A Miami city police officer is arrested after allegedly traveling more than 120 miles per hour on the Florida Turnpike.
(CNN) -- A Miami police officer in a marked squad car has been charged with reckless driving, accused of zigzagging through Florida Turnpike traffic at more than 120 miles an hour so that he could be on time for his off-duty job, the Florida Highway Patrol said Saturday.
Officer Fausto Lopez, 35, of Miami was handcuffed at gunpoint earlier this month and charged with second-degree reckless driving, a misdemeanor, according to the highway patrol's offense report. Lopez was eventually released, authorities said.
In a pursuit videotaped on the trooper's in-car camera, Lopez led Florida highway patrol officer D.J. Watts on a seven-minute, almost 12-mile chase in pre-dawn darkness on Tuesday, October 11, the report said.
The state patrol officer was driving on the turnpike when the white marked Miami police car blew by at a high rate of speed and "crossed over all lanes of traffic," the report said.
The highway patrol officer couldn't even overtake the Miami police car "due to the unit traveling extremely reckless, in and out of traffic at high rates of speed, in excess of 120 mph," according to the report.
The Miami cop ignored the state patrol officer's siren and lights -- and even "accelerated" at times and continued changing lanes.

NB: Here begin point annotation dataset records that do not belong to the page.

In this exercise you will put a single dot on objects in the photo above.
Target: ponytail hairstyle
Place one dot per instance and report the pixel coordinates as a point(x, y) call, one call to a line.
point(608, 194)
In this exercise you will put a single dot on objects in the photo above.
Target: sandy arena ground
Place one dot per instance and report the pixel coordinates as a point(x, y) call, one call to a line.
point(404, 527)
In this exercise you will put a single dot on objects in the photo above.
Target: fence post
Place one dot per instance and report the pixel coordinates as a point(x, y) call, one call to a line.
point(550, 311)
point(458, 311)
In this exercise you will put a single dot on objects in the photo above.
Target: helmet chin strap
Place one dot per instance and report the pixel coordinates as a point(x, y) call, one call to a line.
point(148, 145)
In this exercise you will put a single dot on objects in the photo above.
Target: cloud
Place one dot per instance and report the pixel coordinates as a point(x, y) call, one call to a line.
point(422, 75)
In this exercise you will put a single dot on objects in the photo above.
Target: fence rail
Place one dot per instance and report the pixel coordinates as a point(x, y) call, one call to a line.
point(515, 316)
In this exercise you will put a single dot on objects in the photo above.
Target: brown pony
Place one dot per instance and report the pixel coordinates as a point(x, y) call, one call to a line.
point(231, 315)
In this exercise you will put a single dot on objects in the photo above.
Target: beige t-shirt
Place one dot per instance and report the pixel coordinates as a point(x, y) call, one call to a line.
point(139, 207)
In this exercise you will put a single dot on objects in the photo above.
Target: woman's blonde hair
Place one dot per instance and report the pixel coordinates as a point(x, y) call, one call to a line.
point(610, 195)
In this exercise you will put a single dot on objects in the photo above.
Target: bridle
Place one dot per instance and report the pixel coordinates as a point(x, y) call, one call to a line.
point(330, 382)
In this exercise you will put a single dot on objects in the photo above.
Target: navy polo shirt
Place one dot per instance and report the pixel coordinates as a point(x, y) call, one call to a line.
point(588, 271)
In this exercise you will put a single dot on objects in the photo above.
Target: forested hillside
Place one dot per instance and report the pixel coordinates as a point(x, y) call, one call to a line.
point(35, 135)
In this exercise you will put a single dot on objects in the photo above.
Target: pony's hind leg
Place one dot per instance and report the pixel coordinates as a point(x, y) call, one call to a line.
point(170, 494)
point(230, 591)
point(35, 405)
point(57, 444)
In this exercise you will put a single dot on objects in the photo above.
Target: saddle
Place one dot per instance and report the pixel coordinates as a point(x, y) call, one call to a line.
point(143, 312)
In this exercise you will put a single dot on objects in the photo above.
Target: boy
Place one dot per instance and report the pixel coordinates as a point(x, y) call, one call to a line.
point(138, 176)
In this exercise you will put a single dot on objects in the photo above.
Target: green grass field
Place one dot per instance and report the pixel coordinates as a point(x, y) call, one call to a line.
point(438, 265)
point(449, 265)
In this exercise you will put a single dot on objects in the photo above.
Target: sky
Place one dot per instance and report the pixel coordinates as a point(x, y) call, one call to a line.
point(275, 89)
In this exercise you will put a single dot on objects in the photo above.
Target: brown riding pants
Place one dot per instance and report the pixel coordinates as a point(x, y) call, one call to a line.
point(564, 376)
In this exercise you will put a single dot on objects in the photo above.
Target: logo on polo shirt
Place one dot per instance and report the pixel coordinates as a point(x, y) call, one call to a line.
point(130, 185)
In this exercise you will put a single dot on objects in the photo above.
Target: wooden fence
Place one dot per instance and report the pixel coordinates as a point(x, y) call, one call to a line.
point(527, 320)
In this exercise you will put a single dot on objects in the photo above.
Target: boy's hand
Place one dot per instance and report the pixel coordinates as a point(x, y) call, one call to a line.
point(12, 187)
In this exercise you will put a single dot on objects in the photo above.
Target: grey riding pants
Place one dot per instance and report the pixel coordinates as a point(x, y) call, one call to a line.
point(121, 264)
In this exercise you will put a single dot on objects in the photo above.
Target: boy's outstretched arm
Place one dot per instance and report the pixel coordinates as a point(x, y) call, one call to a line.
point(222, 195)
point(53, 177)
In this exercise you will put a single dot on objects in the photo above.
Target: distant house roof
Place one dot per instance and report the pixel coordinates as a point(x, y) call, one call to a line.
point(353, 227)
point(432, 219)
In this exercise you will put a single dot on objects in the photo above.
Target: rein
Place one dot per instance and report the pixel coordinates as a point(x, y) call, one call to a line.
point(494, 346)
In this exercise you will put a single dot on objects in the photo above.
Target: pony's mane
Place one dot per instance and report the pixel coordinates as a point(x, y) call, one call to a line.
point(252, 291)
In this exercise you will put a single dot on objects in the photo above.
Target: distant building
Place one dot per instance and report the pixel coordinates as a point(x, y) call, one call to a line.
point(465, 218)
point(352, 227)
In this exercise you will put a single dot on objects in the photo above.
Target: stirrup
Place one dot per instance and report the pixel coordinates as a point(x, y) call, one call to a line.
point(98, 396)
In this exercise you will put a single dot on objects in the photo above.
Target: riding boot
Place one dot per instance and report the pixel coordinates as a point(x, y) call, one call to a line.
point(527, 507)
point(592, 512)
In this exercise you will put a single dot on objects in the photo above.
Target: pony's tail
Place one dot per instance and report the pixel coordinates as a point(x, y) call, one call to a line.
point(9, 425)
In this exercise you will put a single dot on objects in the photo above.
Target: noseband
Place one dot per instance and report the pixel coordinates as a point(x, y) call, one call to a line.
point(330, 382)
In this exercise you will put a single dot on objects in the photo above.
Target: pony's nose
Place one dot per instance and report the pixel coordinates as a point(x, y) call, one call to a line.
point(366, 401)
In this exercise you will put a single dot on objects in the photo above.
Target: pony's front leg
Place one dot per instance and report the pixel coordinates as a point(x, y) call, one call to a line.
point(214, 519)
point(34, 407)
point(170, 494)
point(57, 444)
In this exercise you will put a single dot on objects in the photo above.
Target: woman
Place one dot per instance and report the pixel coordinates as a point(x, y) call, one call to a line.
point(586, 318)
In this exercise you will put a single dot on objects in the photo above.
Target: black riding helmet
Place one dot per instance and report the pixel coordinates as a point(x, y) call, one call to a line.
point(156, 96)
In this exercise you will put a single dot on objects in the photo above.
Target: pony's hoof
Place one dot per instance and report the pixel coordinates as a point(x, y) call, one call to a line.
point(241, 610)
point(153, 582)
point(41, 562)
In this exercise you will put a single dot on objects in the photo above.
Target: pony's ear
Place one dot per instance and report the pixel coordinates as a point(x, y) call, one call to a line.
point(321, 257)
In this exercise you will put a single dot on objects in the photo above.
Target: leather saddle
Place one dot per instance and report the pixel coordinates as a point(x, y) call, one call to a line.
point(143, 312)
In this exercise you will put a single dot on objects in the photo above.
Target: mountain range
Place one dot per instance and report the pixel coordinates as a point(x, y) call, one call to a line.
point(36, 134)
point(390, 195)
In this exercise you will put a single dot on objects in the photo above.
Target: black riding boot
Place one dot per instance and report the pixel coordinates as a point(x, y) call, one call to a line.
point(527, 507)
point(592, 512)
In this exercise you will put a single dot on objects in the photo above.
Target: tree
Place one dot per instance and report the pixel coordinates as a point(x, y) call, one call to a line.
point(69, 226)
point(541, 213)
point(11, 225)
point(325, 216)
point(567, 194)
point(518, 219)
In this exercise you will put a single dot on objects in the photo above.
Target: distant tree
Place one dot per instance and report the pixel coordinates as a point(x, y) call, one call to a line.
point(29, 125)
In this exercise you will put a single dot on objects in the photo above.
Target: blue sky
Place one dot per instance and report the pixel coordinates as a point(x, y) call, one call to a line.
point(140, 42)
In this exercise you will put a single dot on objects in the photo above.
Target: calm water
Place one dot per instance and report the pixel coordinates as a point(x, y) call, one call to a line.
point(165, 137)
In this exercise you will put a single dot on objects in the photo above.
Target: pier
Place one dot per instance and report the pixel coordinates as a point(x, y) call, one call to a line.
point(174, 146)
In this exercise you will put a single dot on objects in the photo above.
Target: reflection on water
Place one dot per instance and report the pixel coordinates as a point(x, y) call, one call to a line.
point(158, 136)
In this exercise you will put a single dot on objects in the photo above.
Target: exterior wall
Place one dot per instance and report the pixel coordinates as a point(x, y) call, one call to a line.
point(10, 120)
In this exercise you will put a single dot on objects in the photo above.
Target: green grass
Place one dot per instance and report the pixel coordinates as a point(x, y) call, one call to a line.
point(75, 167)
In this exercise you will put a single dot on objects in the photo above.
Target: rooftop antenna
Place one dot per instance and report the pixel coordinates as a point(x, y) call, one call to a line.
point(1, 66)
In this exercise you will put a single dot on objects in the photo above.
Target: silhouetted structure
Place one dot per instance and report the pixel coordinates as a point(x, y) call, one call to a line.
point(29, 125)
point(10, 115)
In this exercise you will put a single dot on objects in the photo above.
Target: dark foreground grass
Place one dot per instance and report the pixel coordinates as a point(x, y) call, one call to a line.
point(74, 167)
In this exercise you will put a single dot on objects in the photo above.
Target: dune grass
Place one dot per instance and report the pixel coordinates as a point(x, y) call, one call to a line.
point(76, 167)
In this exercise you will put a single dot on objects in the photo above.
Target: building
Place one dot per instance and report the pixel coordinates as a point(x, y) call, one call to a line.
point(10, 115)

At one point, the Miami officer slowed to 78 miles an hour, but sped up again, the highway patrol said.
Finally, the Miami officer, wearing his uniform, pulled over his squad car at 6:35 a.m. in Hollywood. A state highway patrol video shows the state trooper pulling out her service handgun as she approached the Miami police car with the officer seated behind the wheel.
The Miami police officer "stated that he was en route to an off-duty work detail and that he had to be there by 7:00 a.m.," Watts wrote in her report.
A Miami police spokesman couldn't be reached immediately for comment Saturday. But Miami Police Detective Willie Moreno told CNN affiliate WFOR in Miami that the department will determine whether to take any action against Lopez after a judge rules on his case.